Read this in Russian
About me
Guest book.
AdaXml API

Let's discuss SAX API for Ada.

Short description of SAX parse is : User program registers its callbacks (handler) in SAX parser and starts parsing providing document URL. Parser calls handler in appropriate points of parsing process. For instance when parser encounters new tag handler gets tag name and tag attribute list.

Let's observe general structure of XML parser written in Ada.

xml document, presented as Ada.Streams.Stream Data type: Ada.Streams.Stream_Element_Array
encoding support engine
parser's buffer Data type: Character, Wide_Character
handler arguments Data type: access String, access Wide_String

We need effective information delivery within this process to make parser work faster. It requires:

  • encoding support engine should be able to transform Stream_Element_Array into String or Wide_String. This part of parser is implementation depended because Storage_Elements'Size may be varied between implementation.
  • parser should be able to pass data to handler effectively. Passing tag name and character data could be done in that way - callUserHandler( buffer(10..20) ). In this way we avoid data copying because compiler choices passing arguments by reference. The main question in passing list of attributes. Let's examine following choices:
    • function getAttrValue(al:AttrList;index:Positive) return String; It requres copying in/out secondary stack.
    • function getAttrValue(al:AttrList;index:Positive) return access String; It requres dymanic memory allocation because buffer(10..20)'Access is an illegal. In addition we need an agreement between handler and parser about deallocating memory to avoid dangling references and memory leak.

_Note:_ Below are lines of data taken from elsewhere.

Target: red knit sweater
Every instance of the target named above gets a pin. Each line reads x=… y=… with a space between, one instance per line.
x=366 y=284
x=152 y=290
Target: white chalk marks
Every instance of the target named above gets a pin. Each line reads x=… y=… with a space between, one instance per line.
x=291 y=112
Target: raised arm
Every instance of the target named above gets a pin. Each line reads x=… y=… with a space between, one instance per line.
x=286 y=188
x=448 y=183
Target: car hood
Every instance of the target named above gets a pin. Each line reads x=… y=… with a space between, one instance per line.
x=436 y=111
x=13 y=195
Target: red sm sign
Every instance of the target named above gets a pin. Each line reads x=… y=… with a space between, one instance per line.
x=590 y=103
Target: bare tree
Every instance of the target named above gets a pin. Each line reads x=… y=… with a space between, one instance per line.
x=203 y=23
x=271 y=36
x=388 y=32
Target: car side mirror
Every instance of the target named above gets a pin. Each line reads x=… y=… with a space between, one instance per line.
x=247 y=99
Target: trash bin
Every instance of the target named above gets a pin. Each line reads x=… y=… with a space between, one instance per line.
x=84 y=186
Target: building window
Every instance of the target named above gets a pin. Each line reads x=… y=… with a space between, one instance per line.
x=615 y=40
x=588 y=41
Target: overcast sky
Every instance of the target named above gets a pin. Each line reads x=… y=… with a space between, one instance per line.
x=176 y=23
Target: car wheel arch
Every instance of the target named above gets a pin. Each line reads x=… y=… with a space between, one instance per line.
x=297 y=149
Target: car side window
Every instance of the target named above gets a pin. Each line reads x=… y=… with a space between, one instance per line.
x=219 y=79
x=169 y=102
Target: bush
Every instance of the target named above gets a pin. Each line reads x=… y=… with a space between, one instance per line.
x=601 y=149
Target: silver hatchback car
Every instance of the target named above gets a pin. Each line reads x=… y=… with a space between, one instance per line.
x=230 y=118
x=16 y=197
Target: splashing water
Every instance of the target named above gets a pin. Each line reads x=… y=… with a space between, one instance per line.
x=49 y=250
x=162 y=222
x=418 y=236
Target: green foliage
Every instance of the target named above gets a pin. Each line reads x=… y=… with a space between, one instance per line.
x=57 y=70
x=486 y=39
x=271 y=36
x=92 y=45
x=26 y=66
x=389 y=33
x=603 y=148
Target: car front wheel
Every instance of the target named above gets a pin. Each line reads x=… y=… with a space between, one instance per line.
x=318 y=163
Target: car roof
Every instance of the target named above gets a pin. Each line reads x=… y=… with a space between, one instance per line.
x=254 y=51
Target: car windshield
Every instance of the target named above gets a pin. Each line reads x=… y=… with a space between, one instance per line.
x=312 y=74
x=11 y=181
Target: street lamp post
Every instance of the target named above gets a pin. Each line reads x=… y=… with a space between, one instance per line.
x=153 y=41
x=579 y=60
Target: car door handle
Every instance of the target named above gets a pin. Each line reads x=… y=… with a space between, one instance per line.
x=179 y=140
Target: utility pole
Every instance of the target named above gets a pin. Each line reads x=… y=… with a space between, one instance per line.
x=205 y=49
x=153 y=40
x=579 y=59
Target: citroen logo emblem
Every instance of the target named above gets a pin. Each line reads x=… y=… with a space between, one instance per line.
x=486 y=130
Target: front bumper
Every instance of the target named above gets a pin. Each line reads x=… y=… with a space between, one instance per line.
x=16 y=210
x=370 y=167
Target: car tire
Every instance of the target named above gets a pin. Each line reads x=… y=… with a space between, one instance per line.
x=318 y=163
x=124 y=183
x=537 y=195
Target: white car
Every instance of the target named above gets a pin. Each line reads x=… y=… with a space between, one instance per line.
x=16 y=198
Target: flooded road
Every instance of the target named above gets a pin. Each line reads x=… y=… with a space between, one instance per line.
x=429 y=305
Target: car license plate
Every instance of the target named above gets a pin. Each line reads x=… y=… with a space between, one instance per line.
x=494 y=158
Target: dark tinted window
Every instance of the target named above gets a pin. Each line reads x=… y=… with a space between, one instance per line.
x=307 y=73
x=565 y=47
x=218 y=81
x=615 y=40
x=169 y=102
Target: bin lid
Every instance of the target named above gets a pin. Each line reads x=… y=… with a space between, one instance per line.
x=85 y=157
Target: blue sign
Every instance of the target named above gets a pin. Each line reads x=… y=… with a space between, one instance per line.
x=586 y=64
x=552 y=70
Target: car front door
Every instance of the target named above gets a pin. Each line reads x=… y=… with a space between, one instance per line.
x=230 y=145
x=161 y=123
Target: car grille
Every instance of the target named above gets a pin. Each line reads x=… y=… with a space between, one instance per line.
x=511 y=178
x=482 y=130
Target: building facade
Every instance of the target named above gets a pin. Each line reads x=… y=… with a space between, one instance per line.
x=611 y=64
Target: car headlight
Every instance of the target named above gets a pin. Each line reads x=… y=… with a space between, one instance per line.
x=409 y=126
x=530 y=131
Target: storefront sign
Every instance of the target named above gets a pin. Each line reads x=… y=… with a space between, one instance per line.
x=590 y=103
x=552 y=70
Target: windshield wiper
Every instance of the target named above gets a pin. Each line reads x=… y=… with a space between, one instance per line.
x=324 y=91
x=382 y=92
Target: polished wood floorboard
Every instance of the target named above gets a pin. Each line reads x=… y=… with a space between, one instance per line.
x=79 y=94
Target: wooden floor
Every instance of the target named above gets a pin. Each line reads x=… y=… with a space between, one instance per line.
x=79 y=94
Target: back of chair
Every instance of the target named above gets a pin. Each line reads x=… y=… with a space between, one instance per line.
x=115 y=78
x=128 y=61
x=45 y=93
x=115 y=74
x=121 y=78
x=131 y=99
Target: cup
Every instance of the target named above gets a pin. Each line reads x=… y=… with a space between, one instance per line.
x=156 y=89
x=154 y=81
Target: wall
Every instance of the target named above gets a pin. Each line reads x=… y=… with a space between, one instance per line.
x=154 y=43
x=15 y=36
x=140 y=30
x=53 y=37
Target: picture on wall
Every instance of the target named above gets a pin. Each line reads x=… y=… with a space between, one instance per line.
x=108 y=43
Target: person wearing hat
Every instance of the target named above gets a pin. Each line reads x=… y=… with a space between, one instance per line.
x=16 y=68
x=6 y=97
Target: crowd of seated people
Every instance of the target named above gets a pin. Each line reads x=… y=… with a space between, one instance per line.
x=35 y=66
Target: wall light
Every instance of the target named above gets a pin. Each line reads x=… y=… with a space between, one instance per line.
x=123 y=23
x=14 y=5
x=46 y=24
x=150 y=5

The second question is using of character types. XML specification requres that parser accept XML documents (at the least) in UTF-8 and Latin-1 encoding. We can use Wide_Character type to store characters from all encodings. But sometimes it's convenient to use Character. One possible way out is pass UTF-8 symbols in String argument. It conforms to specification requirements but makes coding more difficult because of UTF-8 occupies a few Characters in the String.

If we make right decision in these two questions we'll have a good performance in XML API.

I propose an example of SAX parser in Ada as background for further work and discussion.

I ask you to forgive me my penury of English. I hope the sence of this article is clear enough.